When you enter the counselor’s waiting room, you notice books about Jesus, positive thinking, faith and will power.  Counseling is supposed to be a supportive, safe space where you should be able to say anything that comes to your mind, where you can build trust with a confidential counselor who can help you understand yourself and the world around you so that you can find healthy ways to live, even with depression.  

However, if you tell this counselor that you are gay, bisexual or transgender, she may want you to embark on a journey of conversion or reparative therapy for your LGBTQ issues, possibly neglecting your depression and suicidality as secondary to the issue of homosexuality. Such a counselor should be reported to and reprimanded by the Tennessee Health Related Boards but you don’t know that as a child.  You aren’t even sure you want to live, and this lady is telling you that homosexuality is a sin and in order to feel better, you must change who you are. 

If you as this child asks that the counselor to treat you in a gay-affirming manner, the counselor,  who should be your thread of hope, can now tell you, because of this legislation, that she has decided not to work with you because of her “sincerely held principles,” her thinking that your sexuality is problematic.  Some might say if you are suicidal, she has to work with you, but not unless you are in imminent danger of hurting yourself or others.  Irregardless, who would want to work with this kind of counselor anyway? Someone in trouble, that’s who.

So imagine if you had begun counseling with this person and had worked with her for a year already before you told her that you are LGBTQ - after trust has been built, after you have depended on her for so long, a lifeline for you.  Then, she may refer you to another counselor because of the same issues.  Such a betrayal by a counselor is traumatic and tragic to an already struggling child.

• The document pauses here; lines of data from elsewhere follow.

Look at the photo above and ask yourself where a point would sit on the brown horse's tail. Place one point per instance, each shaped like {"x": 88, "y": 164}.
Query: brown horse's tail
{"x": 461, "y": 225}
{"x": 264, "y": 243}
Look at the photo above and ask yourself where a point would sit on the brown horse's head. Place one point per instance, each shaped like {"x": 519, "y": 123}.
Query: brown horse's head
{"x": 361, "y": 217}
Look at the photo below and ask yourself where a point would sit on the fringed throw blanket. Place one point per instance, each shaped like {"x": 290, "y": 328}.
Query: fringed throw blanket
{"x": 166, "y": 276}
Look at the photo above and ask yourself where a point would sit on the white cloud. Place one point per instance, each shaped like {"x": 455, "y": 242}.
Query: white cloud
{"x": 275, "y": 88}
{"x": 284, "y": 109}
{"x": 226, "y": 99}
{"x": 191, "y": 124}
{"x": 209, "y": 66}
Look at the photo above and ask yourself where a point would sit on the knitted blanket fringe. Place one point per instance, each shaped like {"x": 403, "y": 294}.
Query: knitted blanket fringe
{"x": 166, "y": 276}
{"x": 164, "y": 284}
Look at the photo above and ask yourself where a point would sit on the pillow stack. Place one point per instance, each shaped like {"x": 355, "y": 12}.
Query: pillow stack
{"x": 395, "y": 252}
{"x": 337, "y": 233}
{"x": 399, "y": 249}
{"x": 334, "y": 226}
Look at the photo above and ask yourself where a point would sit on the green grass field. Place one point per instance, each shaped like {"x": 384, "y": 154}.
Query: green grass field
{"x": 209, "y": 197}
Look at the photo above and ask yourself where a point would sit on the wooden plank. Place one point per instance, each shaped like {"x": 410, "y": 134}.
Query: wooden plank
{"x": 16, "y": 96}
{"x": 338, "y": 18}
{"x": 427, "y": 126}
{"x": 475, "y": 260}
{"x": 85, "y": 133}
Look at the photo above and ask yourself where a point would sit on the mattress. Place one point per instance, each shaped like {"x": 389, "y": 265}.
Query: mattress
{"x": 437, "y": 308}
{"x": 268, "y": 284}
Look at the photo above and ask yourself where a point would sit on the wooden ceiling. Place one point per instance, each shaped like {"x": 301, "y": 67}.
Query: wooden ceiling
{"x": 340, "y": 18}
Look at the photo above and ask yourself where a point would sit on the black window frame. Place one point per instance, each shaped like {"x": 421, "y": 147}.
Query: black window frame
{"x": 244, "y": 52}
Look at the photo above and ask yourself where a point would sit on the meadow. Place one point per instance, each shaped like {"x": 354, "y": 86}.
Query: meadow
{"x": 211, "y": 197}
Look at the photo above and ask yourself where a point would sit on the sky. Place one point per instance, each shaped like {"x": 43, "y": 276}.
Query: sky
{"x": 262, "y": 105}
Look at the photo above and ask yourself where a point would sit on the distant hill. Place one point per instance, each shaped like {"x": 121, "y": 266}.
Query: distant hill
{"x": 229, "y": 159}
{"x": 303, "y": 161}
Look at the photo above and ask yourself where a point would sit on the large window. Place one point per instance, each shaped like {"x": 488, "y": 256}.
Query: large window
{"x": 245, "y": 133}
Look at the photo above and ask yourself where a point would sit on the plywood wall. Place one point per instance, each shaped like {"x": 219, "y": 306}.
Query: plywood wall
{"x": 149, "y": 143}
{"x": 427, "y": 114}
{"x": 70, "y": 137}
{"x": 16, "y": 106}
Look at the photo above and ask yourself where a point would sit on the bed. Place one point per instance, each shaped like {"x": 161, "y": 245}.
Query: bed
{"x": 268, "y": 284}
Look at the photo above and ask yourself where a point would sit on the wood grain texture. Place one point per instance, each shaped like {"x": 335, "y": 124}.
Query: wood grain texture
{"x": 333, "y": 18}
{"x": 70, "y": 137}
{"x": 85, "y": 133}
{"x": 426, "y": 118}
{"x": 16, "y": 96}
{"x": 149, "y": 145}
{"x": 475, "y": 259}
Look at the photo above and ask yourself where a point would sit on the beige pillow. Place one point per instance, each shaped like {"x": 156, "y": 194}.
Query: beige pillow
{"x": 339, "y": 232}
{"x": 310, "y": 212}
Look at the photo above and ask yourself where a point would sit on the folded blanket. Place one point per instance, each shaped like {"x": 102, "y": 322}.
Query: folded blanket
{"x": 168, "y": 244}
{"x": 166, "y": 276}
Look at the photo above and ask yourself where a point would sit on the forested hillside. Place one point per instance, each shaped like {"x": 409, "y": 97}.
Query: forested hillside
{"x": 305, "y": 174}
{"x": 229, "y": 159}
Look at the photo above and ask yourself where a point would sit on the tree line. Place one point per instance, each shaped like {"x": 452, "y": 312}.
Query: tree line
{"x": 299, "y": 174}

A young LGBTQ child may not have the resources or the transportation to find any other avenues for mental health counseling in rural Tennessee.  And, if the child reports to their parents what the counselor  has said, they may agree with the counselor because they also don’t like the fact that their child seems to be oh, horror of horrors, LGBTQ.  They, too, may be uneducated about any other healthy alternatives for counseling assistance.

All this because some Tennessee legislators and the governor have proposed and passed this disgusting bill into law. 

One mental health advocate, Sita Diehl, Licensed Advanced Practice Social Worker with the National Alliance on Mental Illness, states,“This legislation flies in the face of professional ethics. Helping professionals make considered decisions about who they can serve - and who they should refer to others - based on their areas of professional competency, not their personal beliefs.  Referral is a skill that requires sensitivity and professional judgement. The law is a blunt instrument that has no place in this delicate process. I’m truly disappointed that Governor Haslam has seen fit to besmirch our state by signing this bill into law.” 

What’s a child or even an adult to do? Some counseling not only reinforces the shame that the child or adult may already feel but can add to their depression and suicidality, figuring that if even a counselor says they are a sinner and need to change, or go to hell, then life is not worth living.  They may die.

Is this what we want for Tennessee and its citizens?  Absolutely not, most of us counselors say.  But, hardly anyone is listening. 

Not only is there no need for this law, it is a disgrace to Tennesseans.